China has been one of Germany’s most important trading partners for years. Exports to the People’s Republic are considered a fundamental pillar of the German economic model, which is why the increasing political tensions are a cause for concern. At the same time, China is increasingly competing with German companies on the EU home market, as a study by the employer-related Institute of German Business (IW Köln) shows.
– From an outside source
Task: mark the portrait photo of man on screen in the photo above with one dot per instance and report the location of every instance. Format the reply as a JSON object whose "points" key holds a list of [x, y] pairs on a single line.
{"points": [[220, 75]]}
The analysis of EU imports makes it clear to what extent the German economy has lost its dominant position here in recent years, even in traditionally strong key sectors. While the share of industrial products from Germany in the EU continued to shrink, the Chinese share has increased significantly. “Regardless of whether it’s mechanical engineering, the electrical industry or the chemical industry: the share advantages in the most important German export sectors are falling more and more,” says study author and foreign trade expert Jürgen Matthes. “The German export model seems to be increasingly unstable.”
The IW report has looked at the importance of German and Chinese products in the EU since 2000. According to this, Germany has been losing shares in EU imports since 2005 overall and also in numerous demanding product groups. This decline has recently accelerated again in many areas. China, on the other hand, was able to increase its shares – and at an increasing pace. According to the study, between 2020 and 2022 alone, China was able to expand its position in many areas as much as in the entire previous ten-year period.
In numbers, this means: At the turn of the millennium, German products still made up 14 percent of all EU imports and Chinese goods only 2.6 percent. Last year, however, the German share was only 12.5 percent, the Chinese 8.8 percent. The shift in the balance of power is even clearer when looking at sophisticated industrial goods such as machines, chemical products, metal products or automobiles. With these German export hits, the lead over China has fallen from more than 15 percentage points to just 2.5 percent since the year 2000.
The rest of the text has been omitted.